Cerebral resuscitation after cardiac arrest: a review.


Cerebral neurons can tolerate at least 20 min of normothermic ischemic anoxia. Cerebral recovery from more than 5 min of cardiac arrest is hampered by complex secondary derangements of multiple organ systems after reperfusion. There is increasing support of our hypothesis that this "postresuscitation syndrome" includes the following: secondary cerebral perfusion failure, cerebral reoxygenation injury (cell-necrotizing cascades), and cerebral "intoxication" from derangements of extracerebral organs. To be optimal for the brain, CPR with optimal perfusion pressure must be started as promptly as possible. Significant though inconsistent mitigation of permanent brain damage after prolonged complete global brain ischemia has been achieved in animal outcome preparations with the use of the following treatments initiated at the start of reperfusion: brain-oriented extracerebral life support by protocol, intra-arterial hemodilution, hypertension, and artificial circulation, barbiturates, calcium-entry blockers, free-radical scavengers, and multifaceted treatments.

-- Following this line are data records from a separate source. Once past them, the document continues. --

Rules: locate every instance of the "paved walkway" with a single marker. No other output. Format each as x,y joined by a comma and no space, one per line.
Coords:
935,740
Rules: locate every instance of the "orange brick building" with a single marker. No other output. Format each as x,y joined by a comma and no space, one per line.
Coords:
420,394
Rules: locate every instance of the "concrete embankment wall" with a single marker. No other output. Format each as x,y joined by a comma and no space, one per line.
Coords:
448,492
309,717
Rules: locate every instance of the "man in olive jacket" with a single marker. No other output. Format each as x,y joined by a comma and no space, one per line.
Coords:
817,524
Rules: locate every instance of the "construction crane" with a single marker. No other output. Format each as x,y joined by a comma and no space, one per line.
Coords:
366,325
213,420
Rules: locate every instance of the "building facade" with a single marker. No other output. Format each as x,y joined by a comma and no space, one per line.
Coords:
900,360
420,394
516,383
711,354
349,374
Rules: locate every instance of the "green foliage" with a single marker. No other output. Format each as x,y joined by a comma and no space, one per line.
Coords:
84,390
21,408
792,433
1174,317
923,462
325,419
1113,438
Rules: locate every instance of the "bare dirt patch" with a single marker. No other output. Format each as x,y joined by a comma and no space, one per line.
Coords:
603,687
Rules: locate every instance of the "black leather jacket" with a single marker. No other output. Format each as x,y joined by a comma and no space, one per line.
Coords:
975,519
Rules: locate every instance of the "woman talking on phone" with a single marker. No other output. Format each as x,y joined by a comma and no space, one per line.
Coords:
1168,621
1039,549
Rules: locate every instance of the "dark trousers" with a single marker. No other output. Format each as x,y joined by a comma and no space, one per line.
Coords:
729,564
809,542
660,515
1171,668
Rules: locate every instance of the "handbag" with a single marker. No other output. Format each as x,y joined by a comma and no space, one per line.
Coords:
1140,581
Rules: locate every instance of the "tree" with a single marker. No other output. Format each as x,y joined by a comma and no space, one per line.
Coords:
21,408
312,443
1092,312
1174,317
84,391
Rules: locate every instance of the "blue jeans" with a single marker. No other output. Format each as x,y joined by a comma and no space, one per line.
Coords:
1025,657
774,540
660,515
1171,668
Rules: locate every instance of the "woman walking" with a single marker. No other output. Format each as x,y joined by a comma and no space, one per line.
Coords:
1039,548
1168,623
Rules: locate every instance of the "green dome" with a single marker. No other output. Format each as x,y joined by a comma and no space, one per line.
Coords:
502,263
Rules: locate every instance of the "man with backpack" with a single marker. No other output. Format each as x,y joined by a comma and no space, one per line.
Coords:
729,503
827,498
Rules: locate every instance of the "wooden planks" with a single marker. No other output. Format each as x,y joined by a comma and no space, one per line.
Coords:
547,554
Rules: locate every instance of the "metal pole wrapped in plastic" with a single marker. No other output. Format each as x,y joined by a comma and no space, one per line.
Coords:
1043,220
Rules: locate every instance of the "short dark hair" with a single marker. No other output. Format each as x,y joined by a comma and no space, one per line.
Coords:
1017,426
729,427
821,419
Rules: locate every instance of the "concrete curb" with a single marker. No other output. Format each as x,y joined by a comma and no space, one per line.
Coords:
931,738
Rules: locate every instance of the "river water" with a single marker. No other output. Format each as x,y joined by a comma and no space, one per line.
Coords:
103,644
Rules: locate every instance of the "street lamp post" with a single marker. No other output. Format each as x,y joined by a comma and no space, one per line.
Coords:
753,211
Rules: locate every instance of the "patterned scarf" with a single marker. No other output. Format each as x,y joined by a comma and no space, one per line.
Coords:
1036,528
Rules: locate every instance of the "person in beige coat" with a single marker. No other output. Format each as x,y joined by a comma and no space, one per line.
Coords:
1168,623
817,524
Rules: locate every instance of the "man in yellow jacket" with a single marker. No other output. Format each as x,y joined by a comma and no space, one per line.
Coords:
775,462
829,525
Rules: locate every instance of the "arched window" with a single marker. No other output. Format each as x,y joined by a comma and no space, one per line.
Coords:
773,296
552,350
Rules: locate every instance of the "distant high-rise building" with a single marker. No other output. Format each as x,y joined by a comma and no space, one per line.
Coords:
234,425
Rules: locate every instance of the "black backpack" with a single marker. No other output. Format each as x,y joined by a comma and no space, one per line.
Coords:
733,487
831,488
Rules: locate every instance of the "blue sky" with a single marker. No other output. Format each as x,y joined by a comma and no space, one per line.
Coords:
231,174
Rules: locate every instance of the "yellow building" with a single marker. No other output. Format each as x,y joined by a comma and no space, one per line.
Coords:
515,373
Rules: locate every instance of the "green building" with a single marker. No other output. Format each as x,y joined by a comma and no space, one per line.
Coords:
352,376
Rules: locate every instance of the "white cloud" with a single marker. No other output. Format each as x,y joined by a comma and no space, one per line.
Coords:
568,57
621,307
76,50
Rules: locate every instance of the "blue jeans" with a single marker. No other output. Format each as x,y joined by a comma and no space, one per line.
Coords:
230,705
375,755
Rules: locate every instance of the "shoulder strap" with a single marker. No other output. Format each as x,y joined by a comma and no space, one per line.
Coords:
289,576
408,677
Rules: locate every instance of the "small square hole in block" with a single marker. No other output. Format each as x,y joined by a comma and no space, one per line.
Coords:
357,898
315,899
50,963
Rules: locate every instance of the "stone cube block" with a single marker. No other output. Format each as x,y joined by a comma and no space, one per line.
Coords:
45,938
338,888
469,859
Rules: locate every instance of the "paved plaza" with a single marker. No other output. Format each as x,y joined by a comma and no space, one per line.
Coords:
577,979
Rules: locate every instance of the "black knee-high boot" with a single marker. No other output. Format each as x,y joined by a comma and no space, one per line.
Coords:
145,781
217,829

We currently recommend treatment 1 for patient care and treatment 2 for clinical feasibility trials. Treatment 3, thiopental loading (starting 10 to 50 min after restoration of spontaneous circulation), was tested in a randomized clinical trial and was not shown to confer a statistically significant benefit. A calcium-entry blocker is under clinical investigation. Many other novel treatments appear promising but further animal studies are required. The complex multifactorial pathogenesis of postcardiac arrest encephalopathy requires systematic multicenter development of etiology-specific combination therapies.